Wendy Mnookin‘s most recent book of poetry is The Moon Makes Its Own Plea, published by BOA Editions in 2008. Her other collections are What He Took (2002) and To Get Here(1999), also from BOA, and Guenever Speaks ((1991), a book of persona poems. Widely published in journals and anthologies, Mnookin has had poems featured on Poetry Dailyand The Writer’s Almanac. She has taught poetry at Emerson College, Boston College, Grub Street, and at workshops around the country, including including The Writers’ Center in Chautauqua, New York, Music of Words in Bend, Oregon, and The Writers’ Garret in Dallas, Texas. She also taught as poet-in-the-schools in both public and private schools in the Boston area. The recipient of an NEA Fellowship in Poetry, Mnookin received the Sheila Motton Book Prize from The New England Poetry Club for What He Took.

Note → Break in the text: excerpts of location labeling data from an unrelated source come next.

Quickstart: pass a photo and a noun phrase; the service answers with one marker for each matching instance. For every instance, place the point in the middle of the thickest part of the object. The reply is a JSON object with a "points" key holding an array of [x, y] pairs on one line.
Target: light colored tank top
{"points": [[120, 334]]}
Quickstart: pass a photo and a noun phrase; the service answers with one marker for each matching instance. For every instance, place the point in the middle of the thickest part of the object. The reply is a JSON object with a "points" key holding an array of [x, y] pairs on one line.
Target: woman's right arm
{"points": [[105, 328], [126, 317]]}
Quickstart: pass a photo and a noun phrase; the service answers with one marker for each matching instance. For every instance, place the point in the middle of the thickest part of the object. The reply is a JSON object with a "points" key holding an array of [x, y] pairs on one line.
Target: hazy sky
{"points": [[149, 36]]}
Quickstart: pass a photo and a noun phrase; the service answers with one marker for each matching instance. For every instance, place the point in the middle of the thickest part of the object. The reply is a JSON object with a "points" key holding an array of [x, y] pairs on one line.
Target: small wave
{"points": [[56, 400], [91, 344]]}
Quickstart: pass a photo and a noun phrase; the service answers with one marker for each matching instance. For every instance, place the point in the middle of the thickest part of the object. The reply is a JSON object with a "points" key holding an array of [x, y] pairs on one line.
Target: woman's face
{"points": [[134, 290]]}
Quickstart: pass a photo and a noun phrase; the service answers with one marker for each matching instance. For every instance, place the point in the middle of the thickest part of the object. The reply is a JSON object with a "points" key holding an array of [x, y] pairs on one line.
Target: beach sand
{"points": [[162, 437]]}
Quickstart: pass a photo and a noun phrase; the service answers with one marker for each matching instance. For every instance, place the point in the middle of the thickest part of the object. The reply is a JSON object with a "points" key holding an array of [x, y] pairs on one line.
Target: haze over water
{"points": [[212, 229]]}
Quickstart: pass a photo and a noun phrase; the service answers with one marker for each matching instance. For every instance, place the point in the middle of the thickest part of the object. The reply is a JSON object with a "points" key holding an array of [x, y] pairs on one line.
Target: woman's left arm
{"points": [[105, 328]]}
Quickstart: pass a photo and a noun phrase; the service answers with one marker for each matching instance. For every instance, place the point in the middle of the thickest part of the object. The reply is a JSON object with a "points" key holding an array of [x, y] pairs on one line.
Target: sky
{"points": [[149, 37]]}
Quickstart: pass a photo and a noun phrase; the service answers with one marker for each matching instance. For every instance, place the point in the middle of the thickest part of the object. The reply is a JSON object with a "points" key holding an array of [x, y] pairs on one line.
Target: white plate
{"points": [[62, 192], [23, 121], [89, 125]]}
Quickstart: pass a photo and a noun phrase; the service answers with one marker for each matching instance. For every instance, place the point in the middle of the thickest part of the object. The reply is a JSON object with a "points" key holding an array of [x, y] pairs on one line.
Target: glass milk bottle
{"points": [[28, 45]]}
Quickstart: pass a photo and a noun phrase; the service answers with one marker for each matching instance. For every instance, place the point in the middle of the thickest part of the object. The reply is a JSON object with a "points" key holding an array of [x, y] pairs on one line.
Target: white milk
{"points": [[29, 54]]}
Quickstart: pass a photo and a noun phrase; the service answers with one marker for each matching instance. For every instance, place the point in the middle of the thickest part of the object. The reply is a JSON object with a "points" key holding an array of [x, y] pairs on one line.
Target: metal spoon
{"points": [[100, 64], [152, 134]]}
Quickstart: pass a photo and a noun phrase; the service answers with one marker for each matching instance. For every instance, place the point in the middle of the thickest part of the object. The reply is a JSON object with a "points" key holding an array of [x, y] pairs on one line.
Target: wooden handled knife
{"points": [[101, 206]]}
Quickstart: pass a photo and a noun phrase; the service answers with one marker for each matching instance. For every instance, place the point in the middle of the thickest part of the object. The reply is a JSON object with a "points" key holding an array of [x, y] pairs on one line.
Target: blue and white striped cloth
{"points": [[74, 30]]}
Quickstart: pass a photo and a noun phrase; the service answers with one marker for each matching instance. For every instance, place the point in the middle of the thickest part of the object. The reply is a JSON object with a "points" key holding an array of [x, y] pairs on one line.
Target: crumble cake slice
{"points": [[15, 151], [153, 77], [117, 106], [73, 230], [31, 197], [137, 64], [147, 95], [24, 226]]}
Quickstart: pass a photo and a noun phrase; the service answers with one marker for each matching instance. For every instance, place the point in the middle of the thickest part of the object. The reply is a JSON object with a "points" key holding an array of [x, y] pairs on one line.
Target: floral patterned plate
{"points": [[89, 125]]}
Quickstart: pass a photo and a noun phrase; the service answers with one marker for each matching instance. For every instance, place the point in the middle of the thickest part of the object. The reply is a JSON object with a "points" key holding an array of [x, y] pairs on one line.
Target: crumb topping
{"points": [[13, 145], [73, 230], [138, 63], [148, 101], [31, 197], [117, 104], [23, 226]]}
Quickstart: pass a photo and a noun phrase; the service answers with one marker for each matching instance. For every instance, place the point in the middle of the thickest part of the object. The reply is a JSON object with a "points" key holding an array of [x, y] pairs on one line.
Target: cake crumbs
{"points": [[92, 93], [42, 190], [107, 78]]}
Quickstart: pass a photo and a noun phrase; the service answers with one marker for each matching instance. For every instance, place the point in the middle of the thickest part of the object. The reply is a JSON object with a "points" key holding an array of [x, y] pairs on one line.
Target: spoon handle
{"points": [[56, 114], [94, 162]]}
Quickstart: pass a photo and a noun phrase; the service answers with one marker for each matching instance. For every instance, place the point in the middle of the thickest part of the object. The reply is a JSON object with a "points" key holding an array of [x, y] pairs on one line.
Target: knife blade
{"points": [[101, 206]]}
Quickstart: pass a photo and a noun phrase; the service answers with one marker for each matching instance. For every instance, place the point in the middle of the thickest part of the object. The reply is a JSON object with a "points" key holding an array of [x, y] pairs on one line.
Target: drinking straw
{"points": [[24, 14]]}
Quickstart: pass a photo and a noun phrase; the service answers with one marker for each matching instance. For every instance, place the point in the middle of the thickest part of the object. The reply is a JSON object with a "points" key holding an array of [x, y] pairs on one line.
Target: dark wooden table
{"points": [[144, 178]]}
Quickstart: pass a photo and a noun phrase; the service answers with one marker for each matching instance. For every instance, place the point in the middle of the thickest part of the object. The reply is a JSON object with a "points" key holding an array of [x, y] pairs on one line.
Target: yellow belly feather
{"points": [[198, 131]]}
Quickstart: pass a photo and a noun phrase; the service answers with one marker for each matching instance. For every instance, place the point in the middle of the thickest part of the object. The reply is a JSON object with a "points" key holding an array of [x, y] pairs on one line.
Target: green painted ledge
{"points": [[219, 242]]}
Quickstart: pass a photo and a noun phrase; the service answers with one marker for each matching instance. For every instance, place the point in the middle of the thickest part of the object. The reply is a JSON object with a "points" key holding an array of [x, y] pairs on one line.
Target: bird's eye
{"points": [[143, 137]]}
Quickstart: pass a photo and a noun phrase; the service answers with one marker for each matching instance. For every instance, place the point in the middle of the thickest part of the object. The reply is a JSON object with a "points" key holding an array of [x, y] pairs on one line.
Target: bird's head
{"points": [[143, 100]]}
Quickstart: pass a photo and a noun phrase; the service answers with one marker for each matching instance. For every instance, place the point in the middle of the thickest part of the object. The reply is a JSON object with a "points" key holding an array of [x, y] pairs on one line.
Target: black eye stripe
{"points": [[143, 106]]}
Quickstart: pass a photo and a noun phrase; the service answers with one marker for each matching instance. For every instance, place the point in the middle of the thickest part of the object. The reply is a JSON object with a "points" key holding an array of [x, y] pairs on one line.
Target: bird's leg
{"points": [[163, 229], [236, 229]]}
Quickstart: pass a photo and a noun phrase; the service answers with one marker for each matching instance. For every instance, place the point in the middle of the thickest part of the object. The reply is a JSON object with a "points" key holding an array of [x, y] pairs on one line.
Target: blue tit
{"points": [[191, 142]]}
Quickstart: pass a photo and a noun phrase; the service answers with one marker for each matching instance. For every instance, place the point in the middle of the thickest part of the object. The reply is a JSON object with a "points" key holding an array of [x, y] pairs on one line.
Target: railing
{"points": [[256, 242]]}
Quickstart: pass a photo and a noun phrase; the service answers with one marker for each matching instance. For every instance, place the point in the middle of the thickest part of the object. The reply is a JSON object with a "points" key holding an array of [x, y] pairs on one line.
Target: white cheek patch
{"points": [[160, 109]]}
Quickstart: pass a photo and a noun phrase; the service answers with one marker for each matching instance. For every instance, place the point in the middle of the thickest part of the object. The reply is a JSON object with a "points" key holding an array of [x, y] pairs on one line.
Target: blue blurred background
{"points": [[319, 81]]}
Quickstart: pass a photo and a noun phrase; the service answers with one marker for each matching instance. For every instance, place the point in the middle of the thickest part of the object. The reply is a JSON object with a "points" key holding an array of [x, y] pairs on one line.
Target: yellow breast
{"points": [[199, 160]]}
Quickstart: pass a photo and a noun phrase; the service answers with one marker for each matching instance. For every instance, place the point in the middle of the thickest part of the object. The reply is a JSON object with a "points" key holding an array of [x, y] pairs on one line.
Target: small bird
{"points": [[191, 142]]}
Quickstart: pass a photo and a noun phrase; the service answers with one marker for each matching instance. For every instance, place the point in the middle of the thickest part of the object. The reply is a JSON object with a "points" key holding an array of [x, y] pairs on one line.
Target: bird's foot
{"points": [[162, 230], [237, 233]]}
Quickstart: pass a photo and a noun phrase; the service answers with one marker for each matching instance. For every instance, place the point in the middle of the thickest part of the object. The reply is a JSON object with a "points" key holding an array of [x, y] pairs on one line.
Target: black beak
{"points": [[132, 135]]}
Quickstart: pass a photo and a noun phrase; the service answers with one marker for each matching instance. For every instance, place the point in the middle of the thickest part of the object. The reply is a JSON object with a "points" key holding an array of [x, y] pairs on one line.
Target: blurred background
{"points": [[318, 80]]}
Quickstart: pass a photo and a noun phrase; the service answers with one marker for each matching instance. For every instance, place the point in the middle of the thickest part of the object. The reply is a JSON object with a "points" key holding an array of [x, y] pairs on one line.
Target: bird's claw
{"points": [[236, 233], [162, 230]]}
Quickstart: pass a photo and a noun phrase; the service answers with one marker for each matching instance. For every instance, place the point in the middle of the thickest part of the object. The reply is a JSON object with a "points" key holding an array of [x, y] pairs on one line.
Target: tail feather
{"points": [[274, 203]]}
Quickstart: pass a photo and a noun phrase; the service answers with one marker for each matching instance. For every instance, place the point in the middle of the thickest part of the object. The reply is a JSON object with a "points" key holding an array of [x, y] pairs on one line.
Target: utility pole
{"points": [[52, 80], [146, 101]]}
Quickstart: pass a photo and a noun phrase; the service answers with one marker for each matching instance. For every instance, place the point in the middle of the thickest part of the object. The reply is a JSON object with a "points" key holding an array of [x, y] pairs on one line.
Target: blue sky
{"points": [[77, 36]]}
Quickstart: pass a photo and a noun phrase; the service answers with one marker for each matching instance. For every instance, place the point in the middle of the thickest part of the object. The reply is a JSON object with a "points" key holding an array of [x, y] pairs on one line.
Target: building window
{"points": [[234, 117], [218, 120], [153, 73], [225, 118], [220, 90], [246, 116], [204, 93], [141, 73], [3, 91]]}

A graduate of Radcliffe College (BA) and Vermont College (MFA), Mnookin lives with her husband in Newton, where they raised their three children. You can learn more about her work at www.wendymnookin.com.
Rebecca Givens Rolland is a writer, educator, photographer and consultant. She has a doctorate from Harvard in Human Development and Education and is also a speech-language pathologist and learning specialist, with a focus on early childhood. She won the 2011 Dana Award in Short Fiction and has fiction published or forthcoming in The Literary Review, Slice, and Hobart. Her nonfiction has appeared in Brain, Child Magazine, The Harvard Education Letter, and is forthcoming in Education Week. Her first book of poetry won the May Sarton New Hampshire First Book Award and was published by Bauhan Publishing.
Ben Russell is an emerging fiction writer from South Boston. After two decades as a human resources executive in the technology sector, Ben has taken a step back from corporate America to pursue a career in writing. In May of 2015 he joined the Writer’s Room of Boston, where he is working on his first works of short fiction. Ben holds a BA in history from Colby College.
Laura van den Berg is the author of the short story collections What the World Will Look Like When All the Water Leaves Us, a Barnes & Noble “Discover Great New Writers” selection, and The Isle of Youth, which won the Rosenthal Family Foundation Award from the American Academy of Arts & Letters and The Bard Fiction Prize. Both collections were shortlisted for the Frank O’Connor International Short Story Award. Find Me, Laura’s first novel, was published by FSG in February.
Val Wang is an author and multimedia storyteller. Her memoir Beijing Bastard was published by Gotham in October 2014. Starting in the fall, she will teach in the English and Media Studies department of Bentley University. Member since 2013. www.valwang.com
Pui Ying Wong was born in Hong Kong. She is the author of a full length book of poetry Yellow Plum Season (New York Quarterly Books, 2010), two chapbooks: Mementos (Finishing Line Press, 2007), Sonnet for a New Country (Pudding House Press, 2008) and her poems have appeared in Angle Poetry (U.K.), The Brooklyner, Cha: An Asian Literary Journal (Hong Kong), Connotation Press: An Online Artifact, Crannog (Ireland), Prairie Schooner, The Southampton Review and 2Bridges Review among others. She lives in Cambridge, MA with her husband, the poet Tim Suermondt.